Song by Minor Threat

from the EP Minor Threat
- Released: June 1981
- Genre: Hardcore punk
- Length: 0:46
- Label: Dischord
- Songwriter: Ian MacKaye
- Producers: Ian MacKaye, Minor Threat

= Straight Edge (song) =

"Straight Edge" is a track from Minor Threat's 1981 eponymous debut 7-inch EP, later reissued both as part of the 1984 collection First Two Seven Inches, then as part of 1989's Complete Discography. The song was the inspiration for a movement in the punk subculture known as straight edge.

==Cultural impact==
The song provides a succinct summary of Ian MacKaye's interpretation of the philosophy that prescribed abstinence from snorting white powder (cocaine), speed (amphetamines), smoking dope (marijuana), sniffing glue (inhalants), and quaalude use.
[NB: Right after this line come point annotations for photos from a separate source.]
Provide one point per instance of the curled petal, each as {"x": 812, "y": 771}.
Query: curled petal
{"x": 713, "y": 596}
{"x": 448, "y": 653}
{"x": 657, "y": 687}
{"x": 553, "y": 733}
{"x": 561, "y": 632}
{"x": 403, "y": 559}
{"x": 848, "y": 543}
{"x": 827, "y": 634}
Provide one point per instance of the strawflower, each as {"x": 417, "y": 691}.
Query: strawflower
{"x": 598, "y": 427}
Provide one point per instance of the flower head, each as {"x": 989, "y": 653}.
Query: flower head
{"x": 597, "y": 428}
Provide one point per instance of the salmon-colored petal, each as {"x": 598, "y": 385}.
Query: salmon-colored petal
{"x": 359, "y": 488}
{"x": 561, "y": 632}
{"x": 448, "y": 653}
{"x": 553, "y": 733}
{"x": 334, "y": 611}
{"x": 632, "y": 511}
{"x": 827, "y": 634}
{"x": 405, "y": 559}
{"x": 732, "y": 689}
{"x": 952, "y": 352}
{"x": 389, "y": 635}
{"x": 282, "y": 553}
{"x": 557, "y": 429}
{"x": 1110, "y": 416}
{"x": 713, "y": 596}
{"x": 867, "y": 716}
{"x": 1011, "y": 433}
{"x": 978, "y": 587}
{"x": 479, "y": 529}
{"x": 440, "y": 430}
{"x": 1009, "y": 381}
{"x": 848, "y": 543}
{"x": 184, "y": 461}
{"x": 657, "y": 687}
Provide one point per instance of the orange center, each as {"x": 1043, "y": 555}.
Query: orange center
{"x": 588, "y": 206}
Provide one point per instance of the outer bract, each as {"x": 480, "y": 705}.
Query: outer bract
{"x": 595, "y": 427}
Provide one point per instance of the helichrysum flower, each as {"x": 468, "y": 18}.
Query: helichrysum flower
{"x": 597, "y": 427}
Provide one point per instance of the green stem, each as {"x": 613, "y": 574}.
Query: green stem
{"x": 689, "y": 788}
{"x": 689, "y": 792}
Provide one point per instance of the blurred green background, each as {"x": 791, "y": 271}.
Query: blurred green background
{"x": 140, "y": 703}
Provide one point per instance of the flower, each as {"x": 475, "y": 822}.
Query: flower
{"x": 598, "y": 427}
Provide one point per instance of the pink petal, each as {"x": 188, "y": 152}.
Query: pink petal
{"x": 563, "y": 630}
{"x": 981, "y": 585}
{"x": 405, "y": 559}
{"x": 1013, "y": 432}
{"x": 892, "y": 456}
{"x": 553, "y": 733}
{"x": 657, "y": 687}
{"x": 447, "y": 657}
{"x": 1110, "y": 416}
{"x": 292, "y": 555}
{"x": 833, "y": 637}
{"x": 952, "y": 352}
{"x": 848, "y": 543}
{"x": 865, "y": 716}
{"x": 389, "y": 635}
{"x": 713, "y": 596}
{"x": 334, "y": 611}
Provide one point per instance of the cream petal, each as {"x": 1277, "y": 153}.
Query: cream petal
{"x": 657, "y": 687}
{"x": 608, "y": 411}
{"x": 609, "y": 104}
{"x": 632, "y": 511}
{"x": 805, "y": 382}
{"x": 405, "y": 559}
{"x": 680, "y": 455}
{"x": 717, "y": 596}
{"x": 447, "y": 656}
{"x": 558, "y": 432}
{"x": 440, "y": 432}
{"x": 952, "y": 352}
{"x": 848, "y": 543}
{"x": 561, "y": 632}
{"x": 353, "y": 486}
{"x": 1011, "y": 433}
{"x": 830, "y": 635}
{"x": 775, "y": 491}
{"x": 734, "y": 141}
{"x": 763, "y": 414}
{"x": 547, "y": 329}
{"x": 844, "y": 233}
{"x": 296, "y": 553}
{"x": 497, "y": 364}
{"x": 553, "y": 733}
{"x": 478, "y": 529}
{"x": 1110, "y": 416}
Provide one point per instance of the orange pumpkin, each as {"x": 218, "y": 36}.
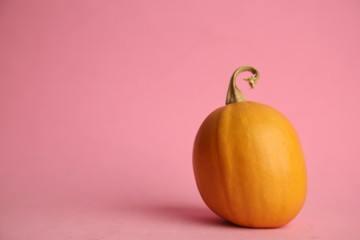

The anti-inebriation movement had been developing in punk prior to this song, but the song was a major influence in giving the scene a name and, in frontman Ian MacKaye, something of a (somewhat unwilling) figurehead. The song is also notable as being, at 46 seconds long, unusually short, especially considering its cultural impact. The track's themes were later followed up, and further detailed by the later Minor Threat songs "Out of Step (With the World)" and "In My Eyes".

==Critical reception==
Along with being cited regularly as an important moment in founding the straight edge punk scene, the track has continued to receive critical plaudits, with Pitchfork Media stating that "Straight Edge" "rings with as much immediacy as it ever has", while AllMusic's Blake Butler describes it as an "anthemic, pulse pounding manifesto", citing "this song's importance in the progression of hardcore".

==Personnel==
- Ian MacKaye – vocals
- Lyle Preslar – guitar
- Brian Baker – bass guitar
- Jeff Nelson – drums

== NOFX cover version ==
Punk band NOFX covered the song on their 1992 album White Trash, Two Heebs and a Bean. The song is played with a jazz melody, and sung in the style of Louis Armstrong.